Indra Lesmana Garap Album Baru di Sydney
Sydney Reunion adalah proyek Indra untuk menyatukan kembali rekan-rekannya di Sydney yang pernah terlibat dalam proyek rekaman Indra dan pernah bermusik bersama pada 1982. (Foto: Instagram/Indra Lesma
MerahPutih.com - Indra Lesmana, maestro Jazz Indonesia, menggarap album musik terbarunya di Sydney, Australia.
Indra menggarap album itu bersama rekan-rekannya, tepat pada momen Hari Jazz Internasional.
“Saya sangat bahagia dan bersyukur dapat kembali bermusik dengan rekan-rekan musik saya di Sydney. Hal ini merupakan momen sejarah yang tak ternilai," kata Indra melalui siaran pers di Jakarta, Selasa (16/4).
Proyek musik Indra tersebut didukung oleh Paulus Family Pty Ltd. yang dimiliki oleh diaspora Indonesia di Australia Ivan Paulus dan istrinya, Shirley Lim.
Selain pebisnis dan pelaku ekonomi yang sukses di Australia serta penasihat di Dewan Bisnis Indonesia (Indonesia Business Council/IBC) Australia, Ivan turut menjadi salah satu produser eksekutif pada proyek Indra Lesmana bertajuk Sydney Reunion.
Baca juga:
demajors Buka Pre-Order Piringan Hitam Efek Rumah Kaca, David Bayu, Indra Lesmana dan Lorjhu'
Sydney Reunion adalah proyek Indra untuk menyatukan kembali rekan-rekannya di Sydney yang pernah terlibat dalam proyek rekaman Indra dan pernah bermusik bersama pada 1982.
Mereka adalah Steve Hunter (bas) yang pernah terlibat di album No Standing, Dale Barlow (saksofon) yang pernah terlibat di proyek Children of Fantasy, dan Andrew Gander (drum).

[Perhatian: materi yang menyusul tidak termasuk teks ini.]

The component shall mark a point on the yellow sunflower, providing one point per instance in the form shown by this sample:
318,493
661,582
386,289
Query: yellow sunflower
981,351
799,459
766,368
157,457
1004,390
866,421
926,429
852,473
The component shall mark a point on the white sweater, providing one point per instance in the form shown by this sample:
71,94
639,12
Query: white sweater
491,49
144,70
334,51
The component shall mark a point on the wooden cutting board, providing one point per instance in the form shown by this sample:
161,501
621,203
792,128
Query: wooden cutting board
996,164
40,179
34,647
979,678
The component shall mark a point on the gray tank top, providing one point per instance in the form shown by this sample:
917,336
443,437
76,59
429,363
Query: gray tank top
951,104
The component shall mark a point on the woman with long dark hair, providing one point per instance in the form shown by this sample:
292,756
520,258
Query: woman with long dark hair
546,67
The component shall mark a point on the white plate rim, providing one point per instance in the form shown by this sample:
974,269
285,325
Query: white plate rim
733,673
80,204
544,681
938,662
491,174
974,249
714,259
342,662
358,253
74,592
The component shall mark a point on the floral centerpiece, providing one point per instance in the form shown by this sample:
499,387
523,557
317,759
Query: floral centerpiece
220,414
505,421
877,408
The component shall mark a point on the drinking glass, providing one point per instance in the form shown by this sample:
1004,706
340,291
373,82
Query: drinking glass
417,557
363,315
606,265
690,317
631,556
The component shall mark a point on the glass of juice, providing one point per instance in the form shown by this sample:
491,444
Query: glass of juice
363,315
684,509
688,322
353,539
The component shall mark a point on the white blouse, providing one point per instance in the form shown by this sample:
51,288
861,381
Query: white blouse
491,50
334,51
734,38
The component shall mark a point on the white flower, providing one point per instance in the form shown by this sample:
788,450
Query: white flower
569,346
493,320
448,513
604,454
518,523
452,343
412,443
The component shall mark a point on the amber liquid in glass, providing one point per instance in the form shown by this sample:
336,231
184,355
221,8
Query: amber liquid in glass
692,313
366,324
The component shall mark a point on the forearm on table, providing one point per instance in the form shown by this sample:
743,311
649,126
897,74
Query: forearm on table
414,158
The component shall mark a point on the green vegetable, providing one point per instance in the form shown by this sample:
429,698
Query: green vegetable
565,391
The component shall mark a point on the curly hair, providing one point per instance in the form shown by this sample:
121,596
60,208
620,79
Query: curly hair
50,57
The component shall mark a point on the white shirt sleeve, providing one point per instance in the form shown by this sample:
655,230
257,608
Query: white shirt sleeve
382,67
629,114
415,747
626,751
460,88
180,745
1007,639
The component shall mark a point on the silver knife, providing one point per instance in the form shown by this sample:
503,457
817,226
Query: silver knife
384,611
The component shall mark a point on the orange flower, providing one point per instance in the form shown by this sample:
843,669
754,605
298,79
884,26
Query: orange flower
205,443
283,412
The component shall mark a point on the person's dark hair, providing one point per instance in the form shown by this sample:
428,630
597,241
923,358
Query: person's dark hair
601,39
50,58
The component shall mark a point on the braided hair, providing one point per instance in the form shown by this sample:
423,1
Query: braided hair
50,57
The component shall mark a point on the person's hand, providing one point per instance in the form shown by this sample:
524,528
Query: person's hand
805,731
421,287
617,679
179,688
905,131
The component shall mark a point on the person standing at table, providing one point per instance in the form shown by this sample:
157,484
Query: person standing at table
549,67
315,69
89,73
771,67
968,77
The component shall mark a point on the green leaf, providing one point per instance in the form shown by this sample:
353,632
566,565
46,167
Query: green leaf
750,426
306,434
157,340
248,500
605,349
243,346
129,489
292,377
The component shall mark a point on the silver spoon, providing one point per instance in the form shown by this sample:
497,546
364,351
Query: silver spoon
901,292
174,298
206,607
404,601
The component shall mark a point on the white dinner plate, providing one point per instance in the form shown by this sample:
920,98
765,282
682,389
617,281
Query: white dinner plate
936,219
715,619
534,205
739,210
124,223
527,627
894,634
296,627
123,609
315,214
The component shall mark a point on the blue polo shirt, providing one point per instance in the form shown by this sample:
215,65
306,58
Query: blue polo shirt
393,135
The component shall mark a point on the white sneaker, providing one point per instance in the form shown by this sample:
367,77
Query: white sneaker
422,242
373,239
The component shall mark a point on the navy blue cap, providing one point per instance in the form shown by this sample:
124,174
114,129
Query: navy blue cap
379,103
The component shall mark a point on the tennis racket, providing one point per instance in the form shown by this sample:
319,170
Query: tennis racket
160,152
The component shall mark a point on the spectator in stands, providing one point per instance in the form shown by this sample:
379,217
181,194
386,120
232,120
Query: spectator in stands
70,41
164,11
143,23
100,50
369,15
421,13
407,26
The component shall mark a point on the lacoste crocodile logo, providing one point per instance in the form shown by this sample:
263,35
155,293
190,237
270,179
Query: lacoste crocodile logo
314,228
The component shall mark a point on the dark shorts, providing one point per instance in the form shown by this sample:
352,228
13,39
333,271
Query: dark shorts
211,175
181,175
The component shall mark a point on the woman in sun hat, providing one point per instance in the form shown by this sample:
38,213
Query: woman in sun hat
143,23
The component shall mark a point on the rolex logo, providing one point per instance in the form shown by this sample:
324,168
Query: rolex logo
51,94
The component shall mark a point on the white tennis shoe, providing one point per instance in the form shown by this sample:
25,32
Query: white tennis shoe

Bersama Indra dan Ivan, mereka akan kembali membuat produksi rekaman terbaru mereka secara langsung di Sydney, Australia pada Mei mendatang.

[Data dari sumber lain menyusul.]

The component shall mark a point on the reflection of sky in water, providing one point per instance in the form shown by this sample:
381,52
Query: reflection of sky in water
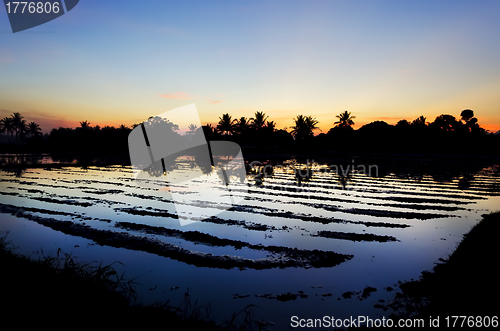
111,190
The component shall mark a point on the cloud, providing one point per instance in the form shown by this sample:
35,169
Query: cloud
186,96
177,96
214,102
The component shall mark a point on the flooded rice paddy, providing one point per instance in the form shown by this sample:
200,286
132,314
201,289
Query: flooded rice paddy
325,243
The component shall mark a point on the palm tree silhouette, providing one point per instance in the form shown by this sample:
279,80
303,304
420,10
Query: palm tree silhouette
192,128
7,125
34,129
85,125
345,120
466,115
304,126
242,125
419,122
259,120
18,124
226,124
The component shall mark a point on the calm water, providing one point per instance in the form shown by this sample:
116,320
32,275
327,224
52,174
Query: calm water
390,229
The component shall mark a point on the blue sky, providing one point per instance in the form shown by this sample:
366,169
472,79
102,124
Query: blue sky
113,62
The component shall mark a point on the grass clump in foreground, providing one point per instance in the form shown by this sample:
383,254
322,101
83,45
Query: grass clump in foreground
464,285
59,291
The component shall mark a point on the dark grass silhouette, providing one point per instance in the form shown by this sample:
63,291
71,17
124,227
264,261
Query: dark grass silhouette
58,291
464,285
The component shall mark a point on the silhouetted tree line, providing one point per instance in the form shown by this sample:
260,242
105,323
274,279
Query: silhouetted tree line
446,134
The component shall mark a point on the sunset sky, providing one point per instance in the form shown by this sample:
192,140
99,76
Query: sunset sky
113,62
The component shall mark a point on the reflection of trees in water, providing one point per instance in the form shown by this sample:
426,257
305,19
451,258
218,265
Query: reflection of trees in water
465,181
303,174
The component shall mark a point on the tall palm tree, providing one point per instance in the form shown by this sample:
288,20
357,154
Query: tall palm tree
242,125
192,128
419,122
7,126
34,129
345,120
22,129
259,120
269,127
304,127
226,124
17,123
85,125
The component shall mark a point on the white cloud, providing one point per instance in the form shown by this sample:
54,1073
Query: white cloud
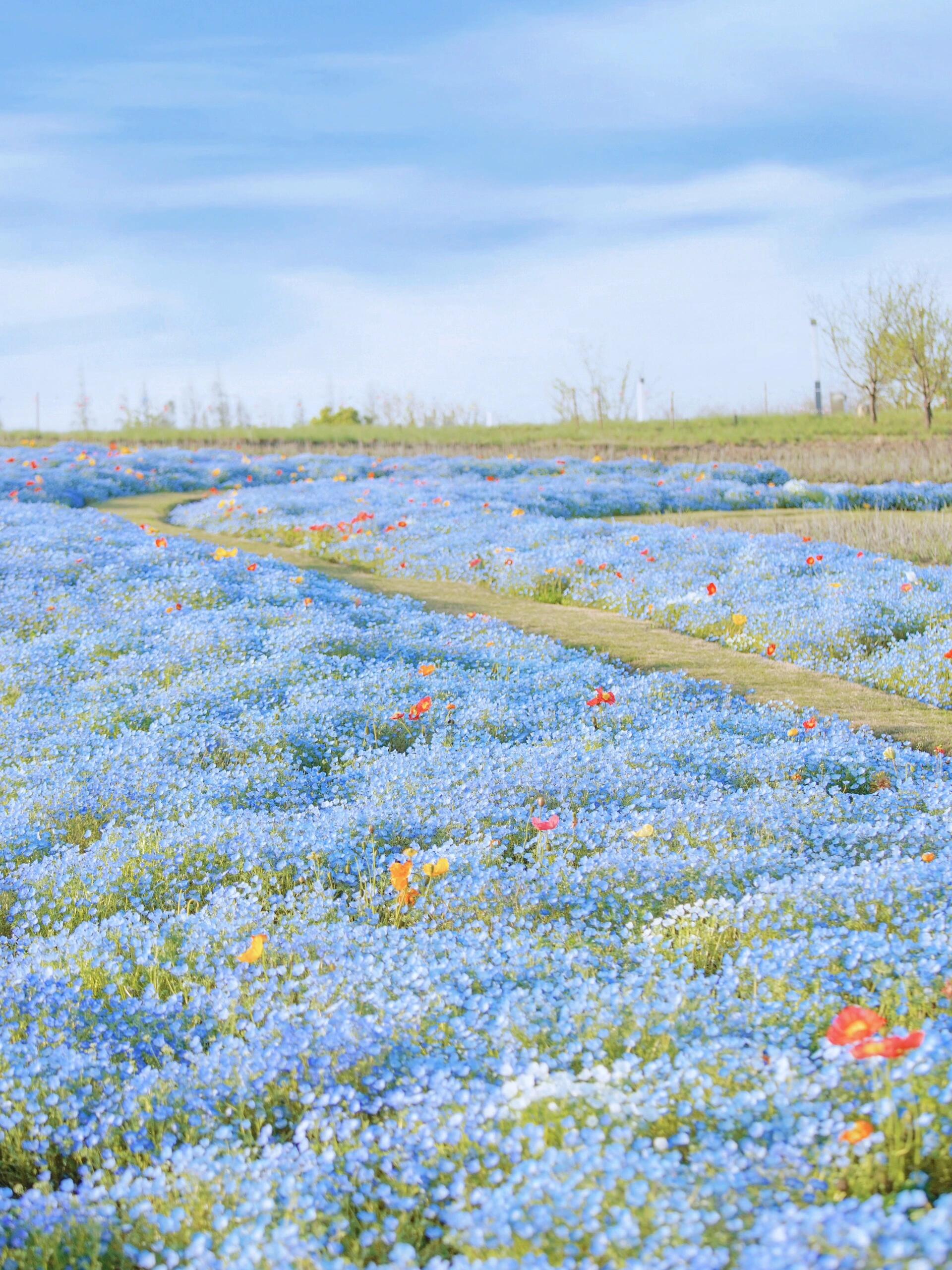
692,63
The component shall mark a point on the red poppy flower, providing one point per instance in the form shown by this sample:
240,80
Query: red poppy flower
602,699
853,1024
888,1047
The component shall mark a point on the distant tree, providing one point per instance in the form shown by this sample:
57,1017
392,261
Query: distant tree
862,333
923,345
604,399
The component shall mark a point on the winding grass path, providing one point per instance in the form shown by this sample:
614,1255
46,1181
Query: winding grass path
640,644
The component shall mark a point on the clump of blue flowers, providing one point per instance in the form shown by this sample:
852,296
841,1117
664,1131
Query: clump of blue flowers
823,605
338,933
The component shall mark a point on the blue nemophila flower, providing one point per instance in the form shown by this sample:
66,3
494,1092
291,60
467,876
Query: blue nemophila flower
577,1046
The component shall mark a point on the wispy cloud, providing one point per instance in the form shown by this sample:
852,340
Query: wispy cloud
668,180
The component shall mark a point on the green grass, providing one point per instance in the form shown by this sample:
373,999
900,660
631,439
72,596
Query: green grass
831,447
749,430
642,644
923,538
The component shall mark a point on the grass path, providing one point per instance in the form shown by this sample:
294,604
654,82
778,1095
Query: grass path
642,644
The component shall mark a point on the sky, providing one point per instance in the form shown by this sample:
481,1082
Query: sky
341,202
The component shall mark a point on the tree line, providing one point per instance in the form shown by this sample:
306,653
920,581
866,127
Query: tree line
892,342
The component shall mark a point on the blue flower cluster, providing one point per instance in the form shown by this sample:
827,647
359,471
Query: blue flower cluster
866,618
598,1043
76,475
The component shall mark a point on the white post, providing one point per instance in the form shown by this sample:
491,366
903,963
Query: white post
818,394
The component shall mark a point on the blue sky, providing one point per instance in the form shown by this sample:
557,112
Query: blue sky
320,201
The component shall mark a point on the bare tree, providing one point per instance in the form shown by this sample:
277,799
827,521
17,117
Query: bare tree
862,333
606,398
923,342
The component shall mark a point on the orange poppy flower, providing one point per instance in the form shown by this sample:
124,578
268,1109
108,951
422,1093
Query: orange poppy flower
888,1047
852,1024
400,874
858,1132
254,951
602,699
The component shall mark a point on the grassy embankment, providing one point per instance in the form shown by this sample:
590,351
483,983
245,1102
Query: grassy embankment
831,447
640,644
923,538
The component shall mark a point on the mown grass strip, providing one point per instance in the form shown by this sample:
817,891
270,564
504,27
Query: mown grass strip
923,538
640,644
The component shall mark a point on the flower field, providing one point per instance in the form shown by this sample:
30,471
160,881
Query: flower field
338,933
823,605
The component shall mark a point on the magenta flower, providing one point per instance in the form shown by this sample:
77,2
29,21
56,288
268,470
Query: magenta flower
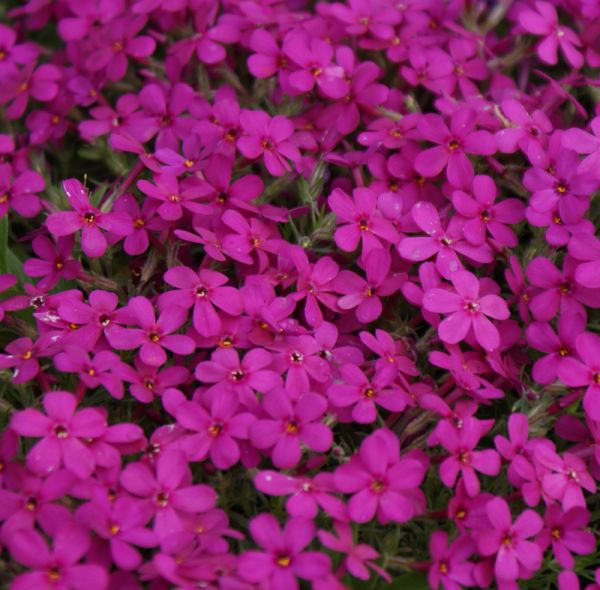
363,295
364,394
213,433
57,568
558,290
358,558
121,525
19,193
563,531
289,424
464,459
63,432
202,291
382,483
566,479
453,145
94,372
483,215
54,262
86,218
527,132
283,558
557,347
544,21
566,190
168,491
40,83
119,41
146,381
444,244
315,283
450,566
269,138
153,335
359,219
243,377
467,310
175,196
306,495
515,556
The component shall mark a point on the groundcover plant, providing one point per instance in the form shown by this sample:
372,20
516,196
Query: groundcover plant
299,294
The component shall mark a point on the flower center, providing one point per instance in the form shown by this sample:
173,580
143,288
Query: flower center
284,561
60,431
225,342
291,427
162,499
237,375
215,430
561,188
471,306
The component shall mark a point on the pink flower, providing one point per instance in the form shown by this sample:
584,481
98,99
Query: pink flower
453,145
515,556
175,196
484,215
544,21
87,218
364,295
168,491
450,565
154,335
557,347
382,483
464,459
64,431
364,394
213,433
359,219
243,377
58,567
357,558
289,424
268,138
19,193
283,558
202,291
121,525
564,532
54,262
467,310
444,243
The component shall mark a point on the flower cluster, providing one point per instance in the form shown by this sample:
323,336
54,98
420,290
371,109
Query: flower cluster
299,294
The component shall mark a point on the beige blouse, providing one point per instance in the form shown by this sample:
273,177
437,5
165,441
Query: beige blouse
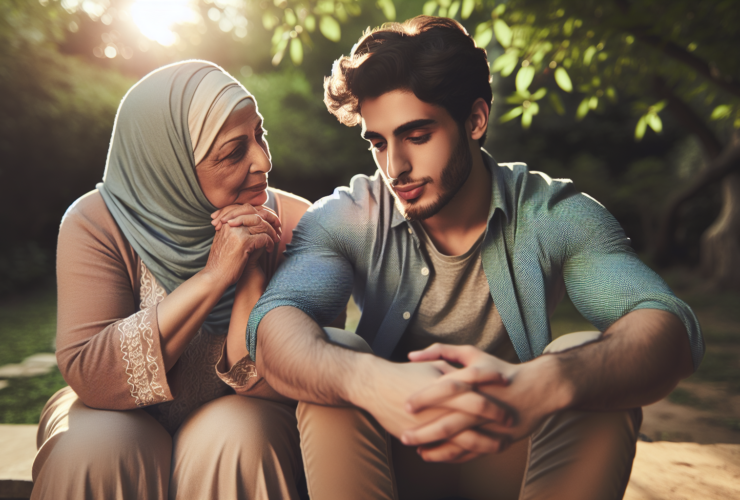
108,342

Album itu akan dirilis dalam format platform siaran digital, piringan padat, dan diska lepas.
"Besar harapan saya proyek itu dapat menjadi karya dokumentasi yang baik serta memberikan inspirasi bagi generasi musik di Indonesia dan Australia," kata Indra.
Indra pun mendukung proyek rekaman rilis tunggal Ivan Paulus (saksofon), di mana Indra terlibat dalam menyiapkan dua buah aransemen.
Baca juga:
Indra Lesmana dan Aksan Sjuman Tampil di Antologi Musik Indonesia
“Saya selalu tertarik akan bakat-bakat istimewa dan mendukung semangat bermusik setiap insan di mana pun. Dengan semangat Hari Jazz Internasional, saya berharap kehidupan musik jazz semakin tumbuh baik. Saya pun berharap karya produksi saya bersama Ivan dapat diterima dan diapresiasi secara positif dan menjadi semangat untuk generasi musik terus berkarya“ kata Indra.

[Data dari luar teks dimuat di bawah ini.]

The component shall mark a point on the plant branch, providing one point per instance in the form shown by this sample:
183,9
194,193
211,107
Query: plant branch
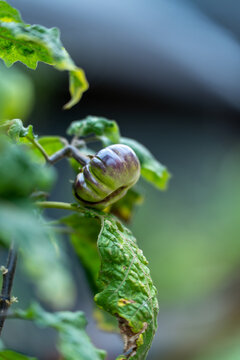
67,151
39,147
59,205
7,283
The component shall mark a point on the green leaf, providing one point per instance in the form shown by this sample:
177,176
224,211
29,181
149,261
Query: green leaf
12,355
125,288
43,259
15,129
50,144
33,43
151,169
124,207
73,342
84,232
19,175
104,130
16,93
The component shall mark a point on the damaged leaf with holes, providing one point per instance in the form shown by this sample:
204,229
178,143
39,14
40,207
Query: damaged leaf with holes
124,285
30,44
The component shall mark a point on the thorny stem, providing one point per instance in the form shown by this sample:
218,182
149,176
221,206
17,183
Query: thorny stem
7,283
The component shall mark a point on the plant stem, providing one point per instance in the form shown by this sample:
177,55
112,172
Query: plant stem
8,275
39,147
59,205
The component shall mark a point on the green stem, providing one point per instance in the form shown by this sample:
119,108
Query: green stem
59,205
39,147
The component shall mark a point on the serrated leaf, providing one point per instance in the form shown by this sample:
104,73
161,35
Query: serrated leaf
124,207
12,355
30,44
73,342
16,93
84,232
43,260
19,175
151,169
104,130
125,288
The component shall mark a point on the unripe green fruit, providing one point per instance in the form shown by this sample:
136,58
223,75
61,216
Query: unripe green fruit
107,176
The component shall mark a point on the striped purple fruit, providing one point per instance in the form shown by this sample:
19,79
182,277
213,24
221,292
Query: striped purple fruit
107,176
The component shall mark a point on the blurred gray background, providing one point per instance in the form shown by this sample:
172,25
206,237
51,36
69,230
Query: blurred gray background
169,73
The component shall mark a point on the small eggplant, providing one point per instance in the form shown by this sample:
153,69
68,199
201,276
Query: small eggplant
107,176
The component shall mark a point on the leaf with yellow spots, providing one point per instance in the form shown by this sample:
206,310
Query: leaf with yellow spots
30,44
124,286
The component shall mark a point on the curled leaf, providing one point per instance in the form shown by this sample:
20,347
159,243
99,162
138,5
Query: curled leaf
124,285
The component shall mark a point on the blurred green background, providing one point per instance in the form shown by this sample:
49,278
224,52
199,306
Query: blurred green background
190,233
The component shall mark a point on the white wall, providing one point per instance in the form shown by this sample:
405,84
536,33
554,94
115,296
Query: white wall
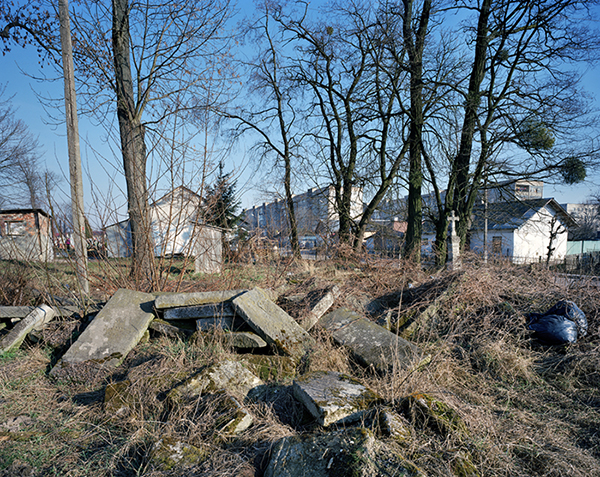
533,237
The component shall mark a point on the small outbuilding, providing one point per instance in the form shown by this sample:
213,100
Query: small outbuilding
177,230
26,234
524,231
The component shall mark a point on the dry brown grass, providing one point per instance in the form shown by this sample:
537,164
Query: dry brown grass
528,410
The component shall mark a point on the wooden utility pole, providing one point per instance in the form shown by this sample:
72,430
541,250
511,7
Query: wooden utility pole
79,241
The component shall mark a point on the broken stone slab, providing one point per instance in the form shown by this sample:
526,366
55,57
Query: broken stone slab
177,300
243,340
334,397
117,398
169,454
231,376
34,320
321,308
167,329
372,345
385,422
113,333
211,310
272,324
224,323
352,452
269,368
424,319
19,312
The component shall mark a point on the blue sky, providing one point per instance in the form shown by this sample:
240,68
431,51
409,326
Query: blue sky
52,138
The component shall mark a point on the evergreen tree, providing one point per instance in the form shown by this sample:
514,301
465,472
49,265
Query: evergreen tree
221,202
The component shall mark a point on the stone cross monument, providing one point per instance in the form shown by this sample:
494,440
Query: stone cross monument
454,249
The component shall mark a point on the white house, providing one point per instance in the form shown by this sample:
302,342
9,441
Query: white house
525,231
177,229
520,230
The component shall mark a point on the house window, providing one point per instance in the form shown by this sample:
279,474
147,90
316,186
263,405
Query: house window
14,228
497,245
522,190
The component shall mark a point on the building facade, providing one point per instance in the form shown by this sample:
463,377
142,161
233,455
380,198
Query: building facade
26,234
315,211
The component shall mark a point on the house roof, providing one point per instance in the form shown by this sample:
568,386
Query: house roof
512,215
24,211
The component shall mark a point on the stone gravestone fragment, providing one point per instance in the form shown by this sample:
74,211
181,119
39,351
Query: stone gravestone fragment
244,339
113,333
224,309
167,329
454,261
351,452
272,324
34,320
19,312
174,300
333,397
230,376
371,344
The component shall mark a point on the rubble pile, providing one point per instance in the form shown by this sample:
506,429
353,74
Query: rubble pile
354,428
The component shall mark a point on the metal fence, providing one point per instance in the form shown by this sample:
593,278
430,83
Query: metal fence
585,263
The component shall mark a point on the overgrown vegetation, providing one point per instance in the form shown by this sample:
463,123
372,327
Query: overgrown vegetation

Sementara Ivan berharap kehadiran Indra di Sydney, dapat menciptakan karya kolaborasi bersama Kevin Hunt dari Sekolah Tinggi Musik Sydney.
Kevin merupakan Direktur Pertunjukan Jazz dan Musik Improvisasi pada Program Studi Sarjana Musik di Sekolah Tinggi Musik Sydney (Sydney Conservatorium of Music).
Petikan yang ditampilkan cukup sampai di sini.